Ventiquattro ore e il gioco è fatto: l’account Facebook è stato rubato con successo. Un ricercatore brasiliano e un esperto spagnolo di social network hanno scovato due Face-bug non poco allarmanti. Dal Brasile e dalla Spagna, arrivano quindi dei suggerimenti viola privacy.
In particolare, per rubare un account Facebook, il brasiliano Nelson Novaes Neto, senza utilizzare alcun trojan, ha scoperto che il social network permette di recuperare la password del proprio profilo – o di qualcun altro – grazie all’aiuto di tre amici. Creare un profilo falso ma attendibile, con tanto di lunga lista di amici – possibilmente in comune con la vittima scelta – e foto profilo, e richiedere l’amicizia al bersaglio: una volta che questo inconsapevole proprietario dell’account avrà accettato di stringere amicizia col falso profilo, è possibile ottenere indirizzo email e password, cambiarle e fare illegalmente ciò che si vuole. Neto, dopo aver rivelato la sua scoperta, ha dichiarato:
«Le persone hanno semplicemente ignorato il pericolo insito nell’aggiungere un contatto senza controllare che sia autentico. I social network possono essere fantastici, ma le persone fanno errori. La privacy è una questione di responsabilità sociale».
Che sia sbagliato e illecito rubare l’identità virtuale, su Facebook o semplicemente sulla casella di posta elettronica, è risaputo. Eppure in questo caso il problema non è del social network in sé o del suo rispetto della privacy degli utenti.
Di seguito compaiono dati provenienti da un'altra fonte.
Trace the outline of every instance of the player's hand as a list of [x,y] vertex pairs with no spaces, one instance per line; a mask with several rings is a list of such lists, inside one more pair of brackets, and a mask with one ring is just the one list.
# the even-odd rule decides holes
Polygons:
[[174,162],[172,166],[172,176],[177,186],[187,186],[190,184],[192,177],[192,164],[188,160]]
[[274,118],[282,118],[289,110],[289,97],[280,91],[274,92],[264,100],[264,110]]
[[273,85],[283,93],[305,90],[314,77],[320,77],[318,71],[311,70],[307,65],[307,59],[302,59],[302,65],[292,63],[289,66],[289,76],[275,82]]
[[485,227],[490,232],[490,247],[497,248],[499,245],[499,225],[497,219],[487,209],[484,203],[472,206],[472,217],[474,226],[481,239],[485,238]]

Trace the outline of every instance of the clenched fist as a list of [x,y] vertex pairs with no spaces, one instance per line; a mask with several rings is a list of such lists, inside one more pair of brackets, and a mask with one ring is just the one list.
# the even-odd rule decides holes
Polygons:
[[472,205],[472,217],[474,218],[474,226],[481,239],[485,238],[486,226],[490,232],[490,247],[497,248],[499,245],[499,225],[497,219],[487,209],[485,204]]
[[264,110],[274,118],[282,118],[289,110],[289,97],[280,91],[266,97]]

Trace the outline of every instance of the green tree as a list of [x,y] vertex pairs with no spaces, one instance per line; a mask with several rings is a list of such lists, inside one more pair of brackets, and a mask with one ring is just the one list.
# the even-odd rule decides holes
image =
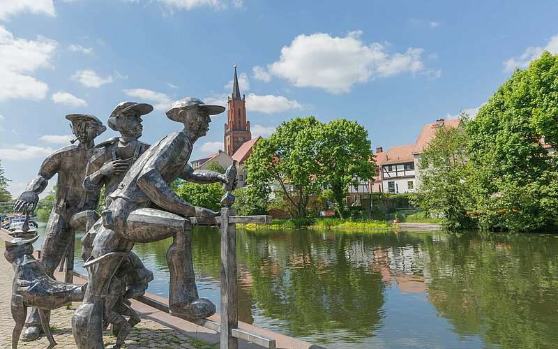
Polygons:
[[319,181],[331,191],[338,211],[347,218],[349,186],[374,176],[376,169],[368,132],[356,121],[333,120],[315,130]]
[[306,216],[308,200],[320,188],[315,129],[322,125],[314,117],[283,122],[246,161],[248,182],[258,188],[278,184],[296,217]]
[[10,181],[10,179],[4,176],[4,169],[2,167],[1,162],[0,162],[0,202],[12,200],[12,194],[8,191],[8,183],[9,181]]
[[181,181],[176,193],[195,206],[205,207],[213,211],[218,211],[220,209],[221,198],[225,195],[225,191],[220,183],[198,184],[186,181]]
[[479,222],[525,231],[558,223],[558,56],[548,52],[516,70],[467,128],[471,188]]
[[457,128],[438,128],[421,156],[421,185],[412,202],[431,213],[441,214],[448,228],[470,225],[467,208],[472,205],[467,186],[469,136],[467,116]]
[[269,187],[258,188],[255,186],[239,188],[234,191],[234,207],[236,214],[241,216],[266,214]]
[[213,161],[207,164],[206,169],[210,171],[215,171],[219,173],[225,173],[225,169],[216,161]]

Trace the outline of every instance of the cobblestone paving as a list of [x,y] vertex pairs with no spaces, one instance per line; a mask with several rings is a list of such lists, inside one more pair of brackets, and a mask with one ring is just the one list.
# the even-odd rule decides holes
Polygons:
[[[13,269],[3,258],[4,244],[0,241],[0,348],[11,348],[12,330],[14,321],[10,311],[10,299],[13,281]],[[70,310],[66,307],[52,311],[50,326],[52,335],[58,345],[56,349],[76,348],[72,334],[72,314],[77,303],[72,304]],[[104,332],[105,346],[114,344],[116,338],[108,330]],[[18,348],[42,348],[48,347],[48,340],[43,336],[37,341],[24,342],[20,341]],[[186,348],[209,349],[210,346],[202,341],[186,335],[181,331],[169,329],[149,319],[142,318],[133,331],[128,336],[123,348]]]

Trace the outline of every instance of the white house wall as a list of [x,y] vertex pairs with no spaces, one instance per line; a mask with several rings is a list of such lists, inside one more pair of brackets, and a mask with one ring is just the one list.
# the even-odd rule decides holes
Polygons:
[[[416,185],[415,183],[414,177],[412,178],[398,178],[393,179],[384,179],[382,181],[382,186],[384,188],[384,193],[389,193],[389,182],[393,181],[395,184],[395,194],[402,194],[404,193],[414,193],[415,191],[415,188],[416,188]],[[408,182],[412,181],[413,183],[413,188],[409,188],[409,184]]]

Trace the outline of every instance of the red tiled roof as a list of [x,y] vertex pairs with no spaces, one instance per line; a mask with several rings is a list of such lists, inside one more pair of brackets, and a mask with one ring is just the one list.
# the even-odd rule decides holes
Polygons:
[[393,163],[411,163],[413,161],[414,144],[392,147],[387,151],[376,154],[376,163],[381,166]]
[[[455,119],[453,120],[444,120],[443,122],[444,127],[458,127],[460,120],[459,119]],[[425,125],[424,127],[423,127],[423,131],[416,139],[412,154],[422,153],[424,149],[428,145],[428,143],[434,139],[434,137],[436,135],[436,131],[439,127],[437,122]]]
[[262,136],[257,136],[255,138],[252,138],[248,141],[245,142],[240,146],[239,150],[237,150],[234,154],[232,154],[232,159],[236,160],[239,165],[244,163],[250,154],[252,154],[252,148],[254,145],[262,138]]

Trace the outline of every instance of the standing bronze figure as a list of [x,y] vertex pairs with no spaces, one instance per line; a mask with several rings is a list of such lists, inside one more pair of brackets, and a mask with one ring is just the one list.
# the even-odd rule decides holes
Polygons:
[[88,264],[90,284],[84,304],[72,320],[78,348],[103,348],[100,311],[108,284],[122,259],[136,242],[151,242],[170,237],[167,253],[170,272],[169,306],[181,317],[203,318],[215,313],[215,305],[199,298],[195,284],[190,246],[191,225],[187,217],[214,217],[216,212],[191,205],[169,187],[177,178],[202,184],[227,183],[213,171],[194,171],[188,165],[194,142],[206,134],[210,115],[225,108],[186,98],[167,112],[171,120],[183,124],[181,131],[168,135],[148,149],[132,165],[110,205],[103,212],[104,228],[93,241]]
[[[42,262],[47,274],[54,278],[54,272],[70,242],[75,238],[70,225],[73,216],[85,210],[94,210],[99,200],[98,191],[86,191],[82,186],[87,162],[94,149],[93,140],[106,130],[93,115],[72,114],[66,118],[71,121],[71,129],[78,141],[55,151],[41,165],[39,172],[17,198],[14,209],[32,212],[37,206],[38,194],[47,187],[49,179],[58,174],[56,199],[45,231],[41,246]],[[27,317],[22,339],[33,341],[41,333],[40,318],[36,309]]]

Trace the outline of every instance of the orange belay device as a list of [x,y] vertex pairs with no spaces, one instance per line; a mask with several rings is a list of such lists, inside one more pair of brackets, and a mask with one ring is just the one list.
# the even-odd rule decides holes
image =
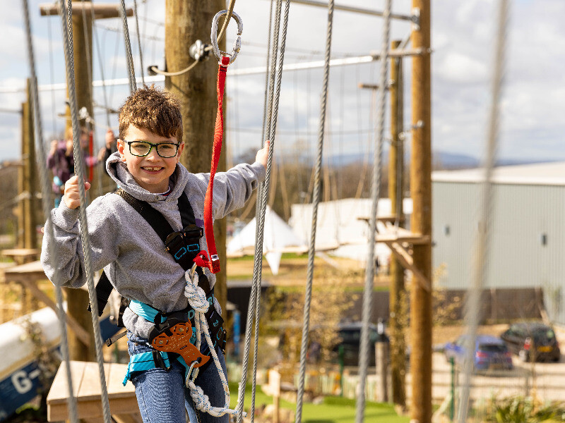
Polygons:
[[196,347],[190,343],[190,338],[192,336],[190,321],[177,323],[170,328],[169,331],[170,335],[165,331],[155,336],[151,341],[151,346],[159,351],[176,352],[187,364],[198,362],[194,365],[194,367],[200,367],[210,360],[210,357],[202,354]]

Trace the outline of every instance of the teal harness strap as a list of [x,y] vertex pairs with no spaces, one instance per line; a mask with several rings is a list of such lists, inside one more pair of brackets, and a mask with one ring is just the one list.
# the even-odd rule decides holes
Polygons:
[[[168,369],[171,367],[170,361],[169,360],[169,355],[167,352],[162,352],[157,351],[157,354],[160,354],[163,359],[165,367]],[[129,357],[129,363],[128,363],[128,371],[126,373],[126,377],[124,378],[122,384],[125,386],[129,380],[131,379],[131,374],[135,372],[144,372],[150,369],[155,369],[157,366],[155,364],[155,359],[153,358],[153,352],[147,351],[146,352],[140,352]]]
[[137,300],[132,300],[129,302],[129,308],[140,317],[143,317],[145,320],[151,322],[155,321],[155,318],[159,312],[159,310],[154,309],[150,305],[148,305],[145,302],[141,302]]

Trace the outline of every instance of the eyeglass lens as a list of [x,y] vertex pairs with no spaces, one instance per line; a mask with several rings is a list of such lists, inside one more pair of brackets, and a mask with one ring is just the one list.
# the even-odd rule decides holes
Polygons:
[[157,147],[157,154],[164,158],[174,157],[179,148],[178,144],[168,142],[150,144],[144,141],[138,141],[129,144],[129,152],[134,156],[147,156],[153,146]]

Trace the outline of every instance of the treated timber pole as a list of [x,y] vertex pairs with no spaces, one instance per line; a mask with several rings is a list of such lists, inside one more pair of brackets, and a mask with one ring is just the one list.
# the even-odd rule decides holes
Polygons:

Bisognerebbe segnalare gli account sospetti e non accettare richieste di amicizia da sconosciuti o gente dall’identità non accertata, a costo della nostra stessa vulnerabilità.
Dalla Spagna, invece, Alfredo Arias, alias @minipunk, sostiene che basta scovare l’email della vittima e di un suo conoscente e inviargli un messaggio di posta a nome di quest’ultimo, totalmente ignaro della cosa – online è possibile trovare ogni tipo di servizio di questo tipo, anche completamente gratuito.
Un’email credibile, che possa persuadere la persona danneggiata a cliccare su un sito web o a confidarci qualche dato sensibile, può così trasformarsi in un pacco bomba. Non consigliamo di provarci, e ricordiamo che tutto questo è assolutamente illegale e rischioso – per non dire immorale.
Il codice penale, all’articolo 494 intitolato “Sostituzione di persona”, recita:
«Chiunque, al fine di procurare a sé o ad altri un vantaggio o di recare ad altri un danno, induce taluno in errore, sostituendo illegittimamente la propria all’altrui persona, o attribuendo a sé o ad altri un falso nome, o un falso stato, ovvero una qualità a cui la legge attribuisce effetti giuridici, è punito, se il fatto non costituisce un altro delitto contro la fede pubblica, con la reclusione fino a un anno».
A voi la scelta quindi. Nel caso in cui, invece, sospettate di esser vittima di violazione della privacy o ne avete paura, citiamo Franklin Delano Roosevelt: “L’unica cosa di cui aver paura è la paura stessa”. Essere prudenti è cautelativo, ma esagerare è decisamente distruttivo.